To Prof. Christopoulos: A theoretical functional analytic approach would be very good, there is no constraints of any kind, on the approximating function, I just want it to be completely monotonous.
The considered function $f(t)=1/(1+t^2)$ is not completely monotonous on
$([0,+\infty)$, and I need to find a completely monotonous function $g$ (or a linear combination of decreasing exponentials with positive coefficients), which is as close as possible to $f$ with respect to the $L^1$ norm.
It makes sense to look for the best completely monotone approximation from the subset of decreasing exponential sums with positive coefficients.
However, according to my calculations, no finite sum of decreasing exponentials with positive coefficients can be a best L1 approximation to f(x) = 1/(1+x^2).
I'm curious as to your interest in approximating 1/(1+x^2). Could you please give us some background as to the origin of this problem?
Dear Omran, keep in mind that your function is not analytic beyond the x=+1 singularity (its range of convergence is R=1 and the interval of convergence does not contain +1). So, you have a difficult task, since you are interested for $([0,+\infty)$...
This is a partial answer. Consider the space of all continuous functions f on [0, infinity) such that lim f(t) exists in R, when t converges to infinity. Define f(infinity)=limf(t), when t converges to infinity.

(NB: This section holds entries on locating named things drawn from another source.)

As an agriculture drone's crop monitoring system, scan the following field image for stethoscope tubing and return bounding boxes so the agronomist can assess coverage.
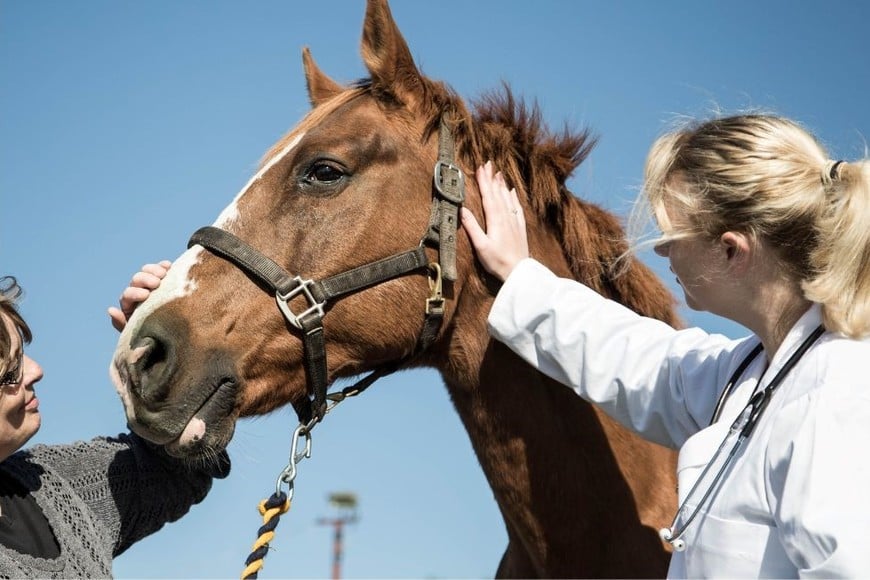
[659,325,825,552]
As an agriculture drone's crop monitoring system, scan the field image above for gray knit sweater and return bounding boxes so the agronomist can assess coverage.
[0,435,229,578]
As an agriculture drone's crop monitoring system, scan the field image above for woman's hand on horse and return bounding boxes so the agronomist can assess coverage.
[462,161,529,282]
[109,260,172,332]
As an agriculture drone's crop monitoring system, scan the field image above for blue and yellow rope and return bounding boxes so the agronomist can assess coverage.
[242,491,290,580]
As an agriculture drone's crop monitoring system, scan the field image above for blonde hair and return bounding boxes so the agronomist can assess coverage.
[0,276,33,375]
[632,115,870,338]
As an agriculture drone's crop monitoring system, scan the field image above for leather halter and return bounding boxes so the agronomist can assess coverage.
[187,116,465,429]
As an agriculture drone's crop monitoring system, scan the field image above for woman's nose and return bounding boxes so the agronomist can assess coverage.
[653,242,671,258]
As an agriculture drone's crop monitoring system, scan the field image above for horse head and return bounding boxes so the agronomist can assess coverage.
[111,0,484,455]
[111,0,670,456]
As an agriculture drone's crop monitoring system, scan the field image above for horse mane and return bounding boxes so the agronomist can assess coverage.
[456,83,681,326]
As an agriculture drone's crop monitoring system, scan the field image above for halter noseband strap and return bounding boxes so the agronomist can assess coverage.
[187,117,465,426]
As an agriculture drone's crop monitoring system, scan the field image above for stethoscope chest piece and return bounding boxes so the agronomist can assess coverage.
[659,528,686,552]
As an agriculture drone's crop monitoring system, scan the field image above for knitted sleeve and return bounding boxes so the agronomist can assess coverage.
[31,434,229,556]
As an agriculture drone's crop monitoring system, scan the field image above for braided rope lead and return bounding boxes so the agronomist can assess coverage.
[242,491,290,580]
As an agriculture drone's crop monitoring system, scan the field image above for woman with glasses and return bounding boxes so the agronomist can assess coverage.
[462,115,870,578]
[0,262,229,578]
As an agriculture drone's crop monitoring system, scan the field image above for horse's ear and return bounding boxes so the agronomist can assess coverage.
[302,46,342,107]
[362,0,423,108]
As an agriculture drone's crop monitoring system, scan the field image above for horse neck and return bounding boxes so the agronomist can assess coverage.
[440,215,676,577]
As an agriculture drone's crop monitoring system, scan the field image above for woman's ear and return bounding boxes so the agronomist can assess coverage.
[719,232,752,272]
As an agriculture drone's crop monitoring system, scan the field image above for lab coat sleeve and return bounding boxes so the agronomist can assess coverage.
[488,258,733,448]
[766,339,870,578]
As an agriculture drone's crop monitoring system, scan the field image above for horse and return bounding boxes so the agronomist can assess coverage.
[110,0,680,577]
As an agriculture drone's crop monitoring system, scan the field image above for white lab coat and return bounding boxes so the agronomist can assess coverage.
[489,259,870,578]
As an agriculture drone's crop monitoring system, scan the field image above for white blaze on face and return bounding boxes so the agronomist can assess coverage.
[214,133,305,228]
[109,133,305,435]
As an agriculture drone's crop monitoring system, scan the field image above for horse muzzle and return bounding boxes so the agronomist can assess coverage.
[111,313,241,457]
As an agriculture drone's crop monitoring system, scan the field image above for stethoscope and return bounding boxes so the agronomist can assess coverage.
[659,325,825,552]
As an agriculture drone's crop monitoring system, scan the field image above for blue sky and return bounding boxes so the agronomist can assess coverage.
[0,0,870,578]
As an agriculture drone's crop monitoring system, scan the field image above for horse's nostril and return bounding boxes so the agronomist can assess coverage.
[127,325,175,403]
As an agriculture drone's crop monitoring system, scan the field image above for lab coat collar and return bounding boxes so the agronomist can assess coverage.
[765,302,822,378]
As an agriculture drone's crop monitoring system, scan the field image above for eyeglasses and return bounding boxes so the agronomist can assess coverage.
[0,348,24,388]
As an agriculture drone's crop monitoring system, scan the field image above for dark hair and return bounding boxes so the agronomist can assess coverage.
[0,276,33,375]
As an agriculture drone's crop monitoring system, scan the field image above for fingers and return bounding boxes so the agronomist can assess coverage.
[462,162,529,280]
[108,260,172,331]
[109,306,127,332]
[460,207,487,248]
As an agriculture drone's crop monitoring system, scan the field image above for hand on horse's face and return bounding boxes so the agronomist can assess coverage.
[109,260,172,332]
[462,161,529,282]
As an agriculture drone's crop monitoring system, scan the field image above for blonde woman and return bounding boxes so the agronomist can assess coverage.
[0,262,229,578]
[462,115,870,578]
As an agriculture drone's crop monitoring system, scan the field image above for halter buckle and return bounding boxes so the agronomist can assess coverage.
[275,276,326,330]
[434,160,465,204]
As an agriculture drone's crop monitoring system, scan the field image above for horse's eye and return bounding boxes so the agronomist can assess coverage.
[305,163,344,183]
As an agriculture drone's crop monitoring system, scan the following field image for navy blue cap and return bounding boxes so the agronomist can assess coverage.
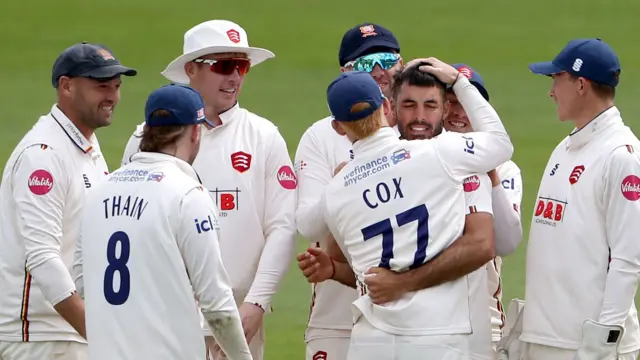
[144,84,214,127]
[451,64,489,101]
[327,71,384,122]
[529,38,620,87]
[51,42,138,88]
[338,23,400,66]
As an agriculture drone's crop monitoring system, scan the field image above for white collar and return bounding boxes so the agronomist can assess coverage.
[131,151,202,184]
[49,104,99,154]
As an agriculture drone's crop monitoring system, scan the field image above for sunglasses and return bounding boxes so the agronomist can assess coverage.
[193,58,251,76]
[344,52,400,73]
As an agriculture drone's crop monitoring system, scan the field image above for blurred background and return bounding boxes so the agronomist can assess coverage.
[0,0,640,360]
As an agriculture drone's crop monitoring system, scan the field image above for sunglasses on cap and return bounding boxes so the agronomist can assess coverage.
[344,52,400,73]
[193,58,251,76]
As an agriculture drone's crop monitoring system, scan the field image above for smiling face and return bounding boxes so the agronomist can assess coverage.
[186,53,249,114]
[58,76,122,130]
[394,83,448,140]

One obtains the algebra of continuous real functions defined on the compact [0, infinity], endowed with Alexandrov's topology.. The subspace Span{exp(-nt; n in N, t>=0}, where each function is extended by continuity to the whole interval [0,infinity] is a dense sub algebra, by Stone - Weierstrass theorem. In particular, it follows that each compactly supported function, with the support contained in [0,infinity) can be uniformly approximated by elements from Span{exp(-nt; n in N, t>=0}. On the other hand, the subspace of compactly supported functions is dense in L^1([0,infinity)) (Walter Rudin, "Real and complex analysis"). So, our function can be approximated by differences of completely monotonic functions, in L^1 norm. Of course, this does not prove that it can be approximated by completely monotonic functions. However, it might be a starting point, because our function is positive and decreasing. Notice that the convex set of all completely monotonic functions g with g(0)=1 is compact in a topology which is different with respect to L^1 topology. On the other hand, our function is not convex on [0, infinity), so that it is not completely monotonic. The problem remains open.